Today, I’d like to start by talking about feedback loops, and the difference between positive feedback loops and negative feedback loops. Essentially, positive feedback loops are about expanding possibilities. Negative feedback loops are about narrowing, making the result more precise.


When we work towards refining a movement, we can use either of these methods and we will get very different results from them.


In coaching and fitness there is usually a lot of emphasis on cueing, on telling people how to do a movement right. For example, there is a huge amount of literature out there about how to squat correctly (not all in agreement either). You should never let your knees rotate in, you should keep your spine completely straight, you should drive from the hips, not the knees, etc. There is benefit to this, as it proposes an optimal set of guidelines that work well for most people. However, these parameters do not fit the complexity of life or of movement outside of the gym. Endlessly refining a single strict shape or pattern will make us very good at this pattern. It will not however make us very good at being adaptable.

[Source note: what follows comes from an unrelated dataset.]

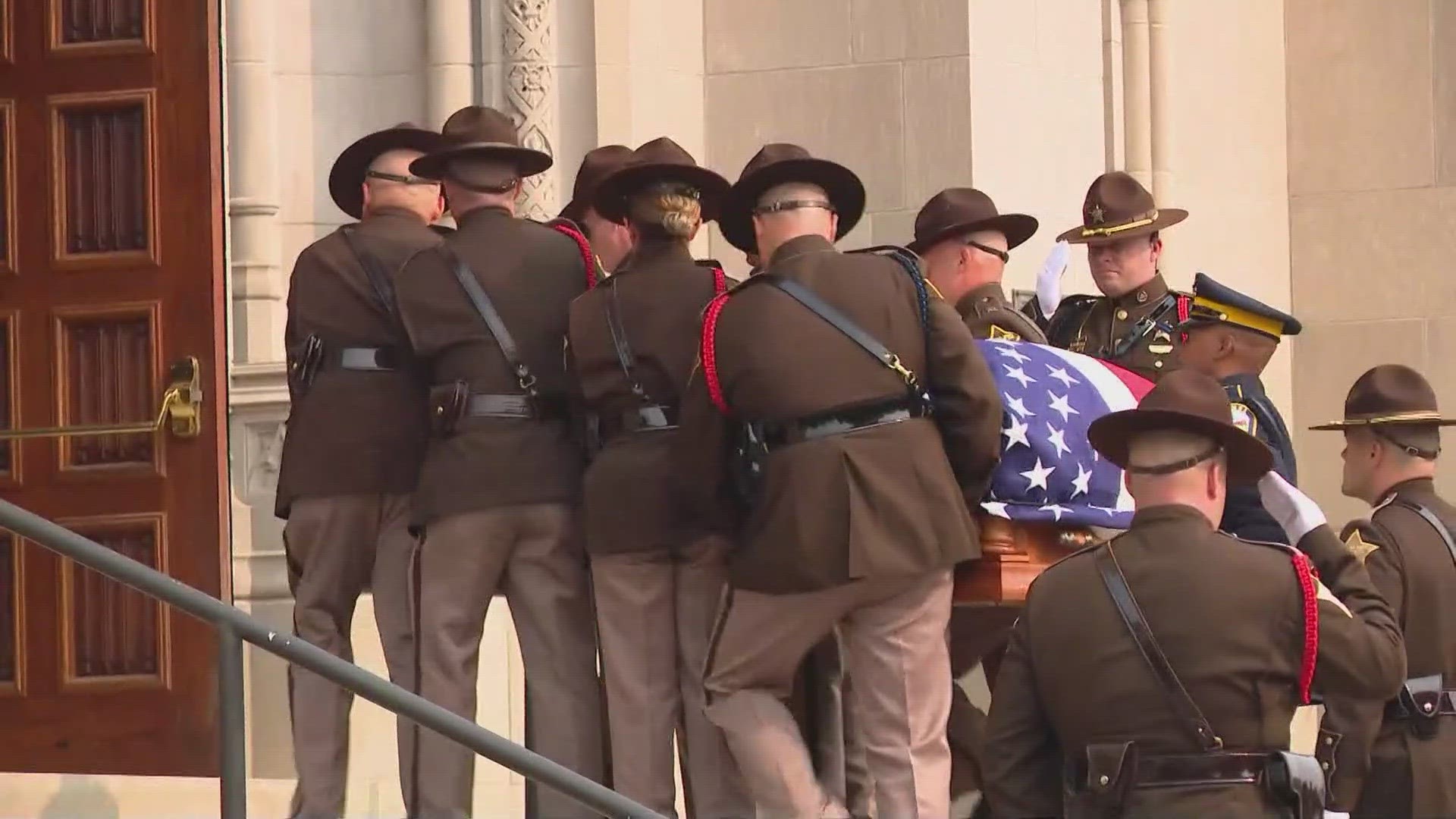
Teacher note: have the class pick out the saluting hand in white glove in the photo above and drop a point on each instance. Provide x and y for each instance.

This is an example of negative feedback loops, each repetitions narrowing the lines so that the movement becomes more and more precise and exact each time.


Excessive cueing can lead to a rigid understanding of movement. An idea that I have to move in very precise, strict ways, “colouring within the lines” to not get injured or burnt out.

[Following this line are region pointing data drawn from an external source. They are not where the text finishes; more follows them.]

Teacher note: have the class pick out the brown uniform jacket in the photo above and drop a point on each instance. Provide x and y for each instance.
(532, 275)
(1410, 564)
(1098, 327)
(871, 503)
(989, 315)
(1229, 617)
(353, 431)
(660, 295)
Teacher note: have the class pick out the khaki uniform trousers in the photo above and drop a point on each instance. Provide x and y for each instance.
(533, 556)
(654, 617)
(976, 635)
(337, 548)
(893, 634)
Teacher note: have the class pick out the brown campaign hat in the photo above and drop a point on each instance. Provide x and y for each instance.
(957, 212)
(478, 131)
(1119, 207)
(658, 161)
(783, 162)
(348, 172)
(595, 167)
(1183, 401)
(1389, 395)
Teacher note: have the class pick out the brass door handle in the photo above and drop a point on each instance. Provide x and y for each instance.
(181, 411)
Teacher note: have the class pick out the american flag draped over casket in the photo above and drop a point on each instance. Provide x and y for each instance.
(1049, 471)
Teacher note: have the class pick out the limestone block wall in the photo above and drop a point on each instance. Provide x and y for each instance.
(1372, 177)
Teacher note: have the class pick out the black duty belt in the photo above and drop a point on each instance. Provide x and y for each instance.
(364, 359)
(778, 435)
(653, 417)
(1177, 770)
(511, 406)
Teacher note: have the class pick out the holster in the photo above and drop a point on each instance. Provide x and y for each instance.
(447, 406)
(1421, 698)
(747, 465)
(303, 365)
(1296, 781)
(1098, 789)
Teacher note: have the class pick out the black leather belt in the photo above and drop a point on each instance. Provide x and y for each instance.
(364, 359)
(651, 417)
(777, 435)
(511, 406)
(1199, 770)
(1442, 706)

Cueing also makes movement complicated: there is so much to think about! Is my pelvis in a posterior pelvic tilt? Are my knees straight? Did I initiate from the arm or the head? Where was I looking? Did I externally maintain scapular elevation? Etc…


While this can be useful to help introduce beginners to movement in a safe way while training their awareness of how they are moving, in the long run I believe this is disempowering. Beginners who lead very sedentary lives may need support in understanding the difference between a straight, flexed or extended spine position while squatting, and in understanding how to brace the spine to maintain a straight spine but that doesn’t mean that moving in a different way is wrong, unhealthy or dangerous! A person who trains to only move in the right way will only be able to move well within a very simple context. They have to work very hard (it’s complicated) but they will move in a simple and limited way.


There is no wrong movement, there is only a movement you are not prepared for. There is also no right posture, there is only movement. (Ido Portal)

To get away from excessive queueing, one could work with task based propositions. This means we have a proposed outcome (eg. Climb to the top of this tree, balance on your hands for 10 seconds, knock out your opponent before they knock you out, etc.) but create space for creativity and adaptability in HOW we get that done.


Suddenly the task is less complicated: we only need to think about one thing: did we succeed? at first, this will still be a negative feedback loop: each failure will give us information that will help us find a different pathway until we eventually solve the problem.


This is a great first step. Already, we are learning to trust ourselves and to develop confidence in our body and our ability to figure things out. We are learning how our body responds and adapts to the task, we are developing physical intelligence. If we look at this in a narrow frame however, we may still find ourselves thinking of right and wrong ways of moving. So the next step is to seek to widen the net.


Once we have figured out how to answer the problem, the job is to find new ways of solving the same problem. How many different solutions can you find? By doing this we will be learning to move in a more complex way, our movement will be richer, more diverse, our bodies more capable and adaptable.


The question becomes “what else is possible?”


This question (alongside other open questions like it) takes us down the road towards expansive thinking, and ultimately towards a sense of physical empowerment that says “I can do more” rather than the message of “don’t move like that”.


My dear friend and movement teacher John Sawney puts it something like this:


Step 1: notice something

Step 2: imagine how it could be different

Step 3: try it out!


I want to finish by restating that there isn’t anything wrong with negative feedback loops (that’s how we solve problems!) but rather that our society is already geared towards endless problem solving. It’s not that we need to do away with it all together, but that we need to restore balance. solve the problem, develop the skill, master the basics, sure. Then think, how else can I do it? Can I move differently? Can I let go of moving in the “right way” so I can let my body and mind guide me towards an inner exploration and true freedom of movement, physical empowerment and self confidence?